Infrasound [in-fruh-sound] is sound that is lower in frequency than 20 Hz or cycles per second, the ‘normal’ limit of human hearing. Hearing becomes gradually less sensitive as frequency decreases, so for humans to perceive infrasound, the sound pressure must be sufficiently high. The ear is the primary organ for sensing infrasound, but at higher levels it is possible to feel infrasound vibrations in various parts of the body.

The study of such sound waves is sometimes referred to as infrasonics, covering sounds beneath 20 Hz down to 0.001 Hz. This frequency range is utilized for monitoring earthquakes, charting rock and petroleum formations below the earth, and also to study the mechanics of the heart. Infrasound is characterized by an ability to cover long distances and get around obstacles with little dissipation.

Whales, elephants, hippopotamuses, rhinoceros, giraffes, okapi, and alligators are known to use infrasound to communicate over distances—up to hundreds of miles in the case of whales. It has also been suggested that migrating birds use naturally generated infrasound, from sources such as turbulent airflow over mountain ranges, as a navigational aid. Elephants, in particular, produce infrasound waves that travel through solid ground and are sensed by other herds using their feet, although they may be separated by hundreds of kilometers.bAnimals have been known to perceive the infrasonic waves going through the earth by natural disasters and can use these as an early warning.

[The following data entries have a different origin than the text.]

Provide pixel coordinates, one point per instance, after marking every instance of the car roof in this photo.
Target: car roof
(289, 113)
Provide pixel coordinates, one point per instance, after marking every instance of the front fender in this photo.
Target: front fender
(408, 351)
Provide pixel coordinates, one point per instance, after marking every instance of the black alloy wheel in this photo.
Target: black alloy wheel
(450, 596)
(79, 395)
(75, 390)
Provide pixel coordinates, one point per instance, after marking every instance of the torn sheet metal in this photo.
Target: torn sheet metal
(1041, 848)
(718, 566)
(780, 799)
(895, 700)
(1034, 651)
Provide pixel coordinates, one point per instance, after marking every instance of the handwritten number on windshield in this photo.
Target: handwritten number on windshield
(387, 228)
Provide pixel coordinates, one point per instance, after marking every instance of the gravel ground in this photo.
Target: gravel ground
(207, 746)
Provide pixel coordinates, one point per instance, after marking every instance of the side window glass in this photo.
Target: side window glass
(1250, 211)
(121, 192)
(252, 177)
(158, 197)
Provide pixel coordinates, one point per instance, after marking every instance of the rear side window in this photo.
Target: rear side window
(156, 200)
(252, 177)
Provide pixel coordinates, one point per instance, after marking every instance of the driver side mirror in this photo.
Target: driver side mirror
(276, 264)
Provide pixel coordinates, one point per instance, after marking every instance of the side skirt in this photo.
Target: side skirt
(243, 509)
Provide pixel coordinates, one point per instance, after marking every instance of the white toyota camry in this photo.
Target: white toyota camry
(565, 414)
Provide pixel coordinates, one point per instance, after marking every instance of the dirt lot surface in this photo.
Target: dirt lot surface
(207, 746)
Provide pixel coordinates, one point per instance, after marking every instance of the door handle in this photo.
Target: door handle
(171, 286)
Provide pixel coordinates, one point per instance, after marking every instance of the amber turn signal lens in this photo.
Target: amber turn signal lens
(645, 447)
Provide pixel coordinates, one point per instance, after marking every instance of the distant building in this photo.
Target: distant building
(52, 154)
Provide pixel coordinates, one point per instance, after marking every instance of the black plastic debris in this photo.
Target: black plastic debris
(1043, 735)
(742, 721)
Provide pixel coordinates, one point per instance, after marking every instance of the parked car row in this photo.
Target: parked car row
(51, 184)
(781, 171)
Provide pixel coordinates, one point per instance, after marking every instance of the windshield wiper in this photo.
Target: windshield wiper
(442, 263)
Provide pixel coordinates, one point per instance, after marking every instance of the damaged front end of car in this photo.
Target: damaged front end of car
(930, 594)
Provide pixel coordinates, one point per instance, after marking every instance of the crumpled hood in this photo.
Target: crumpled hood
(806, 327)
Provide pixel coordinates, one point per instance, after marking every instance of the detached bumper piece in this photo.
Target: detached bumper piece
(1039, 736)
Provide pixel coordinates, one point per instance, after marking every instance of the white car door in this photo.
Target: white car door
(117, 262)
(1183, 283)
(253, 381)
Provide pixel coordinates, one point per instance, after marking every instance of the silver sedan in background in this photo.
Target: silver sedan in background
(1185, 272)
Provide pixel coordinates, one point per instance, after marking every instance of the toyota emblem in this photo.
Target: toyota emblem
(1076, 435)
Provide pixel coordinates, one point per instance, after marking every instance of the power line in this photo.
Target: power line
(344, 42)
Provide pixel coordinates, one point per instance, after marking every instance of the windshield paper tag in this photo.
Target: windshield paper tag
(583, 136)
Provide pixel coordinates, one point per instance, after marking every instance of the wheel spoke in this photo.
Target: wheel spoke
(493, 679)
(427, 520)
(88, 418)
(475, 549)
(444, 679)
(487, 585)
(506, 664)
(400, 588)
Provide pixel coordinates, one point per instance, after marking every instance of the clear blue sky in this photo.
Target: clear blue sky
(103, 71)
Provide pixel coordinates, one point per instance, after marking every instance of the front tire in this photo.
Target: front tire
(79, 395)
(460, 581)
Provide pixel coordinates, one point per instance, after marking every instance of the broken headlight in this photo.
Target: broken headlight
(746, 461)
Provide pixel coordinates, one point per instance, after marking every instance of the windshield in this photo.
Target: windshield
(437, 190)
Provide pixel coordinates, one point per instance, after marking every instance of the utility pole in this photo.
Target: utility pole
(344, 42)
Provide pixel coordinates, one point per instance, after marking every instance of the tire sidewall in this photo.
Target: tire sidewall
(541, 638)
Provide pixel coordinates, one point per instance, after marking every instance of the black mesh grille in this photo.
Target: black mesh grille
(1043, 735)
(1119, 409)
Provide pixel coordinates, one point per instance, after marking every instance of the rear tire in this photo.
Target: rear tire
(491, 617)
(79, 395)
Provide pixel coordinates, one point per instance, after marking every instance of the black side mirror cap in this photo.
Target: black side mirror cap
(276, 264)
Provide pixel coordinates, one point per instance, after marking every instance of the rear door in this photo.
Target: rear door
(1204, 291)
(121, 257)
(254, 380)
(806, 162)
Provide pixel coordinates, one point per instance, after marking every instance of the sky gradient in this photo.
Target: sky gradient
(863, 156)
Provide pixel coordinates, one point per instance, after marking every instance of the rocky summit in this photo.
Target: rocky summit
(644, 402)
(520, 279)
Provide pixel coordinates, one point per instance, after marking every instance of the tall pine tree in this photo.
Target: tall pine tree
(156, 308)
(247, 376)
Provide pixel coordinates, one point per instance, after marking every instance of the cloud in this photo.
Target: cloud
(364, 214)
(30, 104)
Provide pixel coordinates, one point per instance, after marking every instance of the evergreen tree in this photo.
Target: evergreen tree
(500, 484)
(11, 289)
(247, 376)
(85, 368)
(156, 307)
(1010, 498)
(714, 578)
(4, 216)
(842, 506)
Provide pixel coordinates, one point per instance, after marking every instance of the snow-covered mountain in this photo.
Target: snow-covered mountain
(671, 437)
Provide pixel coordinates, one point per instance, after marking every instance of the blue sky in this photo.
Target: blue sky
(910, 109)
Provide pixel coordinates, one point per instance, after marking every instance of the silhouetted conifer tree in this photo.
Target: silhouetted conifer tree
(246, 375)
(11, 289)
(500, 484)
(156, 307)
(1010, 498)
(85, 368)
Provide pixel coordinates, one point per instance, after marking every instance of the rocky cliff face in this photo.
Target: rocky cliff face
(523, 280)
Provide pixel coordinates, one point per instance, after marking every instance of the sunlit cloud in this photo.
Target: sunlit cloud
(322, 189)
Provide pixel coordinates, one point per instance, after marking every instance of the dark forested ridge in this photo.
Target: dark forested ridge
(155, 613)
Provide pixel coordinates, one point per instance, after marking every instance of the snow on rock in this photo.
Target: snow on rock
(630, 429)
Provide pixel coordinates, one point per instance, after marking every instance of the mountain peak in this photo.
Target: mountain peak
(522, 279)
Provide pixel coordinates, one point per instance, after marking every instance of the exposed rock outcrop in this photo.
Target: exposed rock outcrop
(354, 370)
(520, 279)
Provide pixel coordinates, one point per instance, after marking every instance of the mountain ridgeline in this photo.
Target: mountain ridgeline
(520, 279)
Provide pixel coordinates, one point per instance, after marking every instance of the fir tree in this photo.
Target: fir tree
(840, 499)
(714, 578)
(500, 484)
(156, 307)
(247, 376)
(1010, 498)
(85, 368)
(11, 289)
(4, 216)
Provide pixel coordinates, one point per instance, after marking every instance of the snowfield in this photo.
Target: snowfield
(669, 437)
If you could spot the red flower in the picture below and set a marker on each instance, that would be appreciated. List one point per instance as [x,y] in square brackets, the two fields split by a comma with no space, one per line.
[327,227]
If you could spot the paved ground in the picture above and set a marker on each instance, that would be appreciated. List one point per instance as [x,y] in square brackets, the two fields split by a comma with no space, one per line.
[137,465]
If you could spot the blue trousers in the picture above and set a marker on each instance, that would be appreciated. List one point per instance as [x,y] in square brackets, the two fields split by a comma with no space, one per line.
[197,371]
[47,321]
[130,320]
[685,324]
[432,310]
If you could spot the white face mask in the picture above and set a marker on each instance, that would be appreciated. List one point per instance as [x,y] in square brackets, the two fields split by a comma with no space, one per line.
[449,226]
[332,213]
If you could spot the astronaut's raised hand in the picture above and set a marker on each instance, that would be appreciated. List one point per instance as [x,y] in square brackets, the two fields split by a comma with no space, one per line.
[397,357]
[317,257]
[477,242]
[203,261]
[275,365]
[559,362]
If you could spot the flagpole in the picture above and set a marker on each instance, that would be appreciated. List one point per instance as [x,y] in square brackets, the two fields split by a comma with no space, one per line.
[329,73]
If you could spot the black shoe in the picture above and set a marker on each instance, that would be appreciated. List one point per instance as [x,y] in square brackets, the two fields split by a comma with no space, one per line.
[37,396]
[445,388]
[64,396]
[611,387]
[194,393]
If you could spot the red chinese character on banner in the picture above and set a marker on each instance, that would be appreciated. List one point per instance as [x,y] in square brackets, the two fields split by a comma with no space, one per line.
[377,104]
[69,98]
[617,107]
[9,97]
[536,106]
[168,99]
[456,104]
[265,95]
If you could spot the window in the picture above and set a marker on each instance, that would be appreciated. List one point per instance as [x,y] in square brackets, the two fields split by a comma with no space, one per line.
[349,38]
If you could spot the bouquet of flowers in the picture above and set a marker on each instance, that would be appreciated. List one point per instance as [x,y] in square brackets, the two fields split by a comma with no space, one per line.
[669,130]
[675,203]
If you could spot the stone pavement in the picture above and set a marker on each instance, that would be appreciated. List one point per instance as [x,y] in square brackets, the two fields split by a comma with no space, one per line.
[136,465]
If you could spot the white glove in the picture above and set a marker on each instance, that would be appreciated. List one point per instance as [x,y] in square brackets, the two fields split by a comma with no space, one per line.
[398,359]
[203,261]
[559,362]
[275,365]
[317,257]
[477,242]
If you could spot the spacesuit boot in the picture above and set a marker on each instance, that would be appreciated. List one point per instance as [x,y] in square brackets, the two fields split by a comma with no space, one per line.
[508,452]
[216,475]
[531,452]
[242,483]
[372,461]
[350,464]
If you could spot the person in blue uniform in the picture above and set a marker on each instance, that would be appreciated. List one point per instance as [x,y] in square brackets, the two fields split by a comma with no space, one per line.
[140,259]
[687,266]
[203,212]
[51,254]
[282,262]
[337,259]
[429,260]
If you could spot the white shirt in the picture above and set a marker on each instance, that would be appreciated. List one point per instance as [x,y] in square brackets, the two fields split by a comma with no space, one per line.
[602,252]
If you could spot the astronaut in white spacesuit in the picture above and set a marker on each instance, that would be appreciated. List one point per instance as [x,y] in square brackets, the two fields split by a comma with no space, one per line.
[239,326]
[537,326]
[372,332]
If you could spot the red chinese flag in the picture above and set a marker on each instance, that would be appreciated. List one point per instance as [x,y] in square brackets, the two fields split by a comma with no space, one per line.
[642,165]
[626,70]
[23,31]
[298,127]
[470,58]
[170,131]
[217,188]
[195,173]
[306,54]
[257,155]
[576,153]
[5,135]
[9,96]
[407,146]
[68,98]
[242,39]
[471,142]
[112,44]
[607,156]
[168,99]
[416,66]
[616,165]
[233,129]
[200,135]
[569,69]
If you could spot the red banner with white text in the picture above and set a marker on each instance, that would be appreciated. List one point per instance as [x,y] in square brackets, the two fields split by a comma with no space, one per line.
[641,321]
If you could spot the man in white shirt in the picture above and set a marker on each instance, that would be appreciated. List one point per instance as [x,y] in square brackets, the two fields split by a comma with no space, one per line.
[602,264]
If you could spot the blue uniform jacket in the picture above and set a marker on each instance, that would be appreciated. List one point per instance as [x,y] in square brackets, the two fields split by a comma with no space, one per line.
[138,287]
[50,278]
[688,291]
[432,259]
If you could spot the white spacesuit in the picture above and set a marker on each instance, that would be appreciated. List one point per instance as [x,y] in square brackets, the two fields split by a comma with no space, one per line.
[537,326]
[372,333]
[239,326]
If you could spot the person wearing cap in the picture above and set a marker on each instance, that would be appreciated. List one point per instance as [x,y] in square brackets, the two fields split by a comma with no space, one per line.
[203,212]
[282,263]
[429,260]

Twenty Hz is considered the normal low frequency limit of human hearing. When pure sine waves are reproduced under ideal conditions and at very high volume, a human listener will be able to identify tones as low as 12 Hz. Below 10 Hz it is possible to perceive the single cycles of the sound, along with a sensation of pressure at the eardrums. Infrasound has been known to cause feelings of awe or fear in humans. Since it is not consciously perceived, it can make people feel vaguely that supernatural events are taking place. Some film soundtracks make use of infrasound to produce unease or disorientation in the audience. ‘Irréversible’ is one such movie as is ‘Paranormal Activity.’

In 2003, a team of UK researchers held a mass experiment where they exposed some 700 people to music laced with soft 17 Hz sine waves played at a level described as ‘near the edge of hearing,’ produced by an extra-long-stroke subwoofer mounted two-thirds of the way from the end of a seven-meter-long plastic sewer pipe. The experimental concert (entitled ‘Infrasonic’) took place in the Purcell Room concert venue in London over the course of two performances, each consisting of four musical pieces. Two of the pieces in each concert had 17 Hz tones played underneath. In the second concert, the pieces that were to carry a 17 Hz undertone were swapped so that test results would not focus on any specific musical piece. The participants were not told which pieces included the low-level 17 Hz near-infrasonic tone.

The presence of the tone resulted in a significant number (22%) of respondents reporting anxiety, uneasiness, extreme sorrow, nervous feelings of revulsion or fear, chills down the spine and feelings of pressure on the chest. These results suggest that low frequency sound can cause people to have unusual experiences even though they cannot consciously detect infrasound. Some scientists have suggested that this level of sound may be present at some allegedly haunted sites and so cause people to have odd sensations that they attribute to a ghost.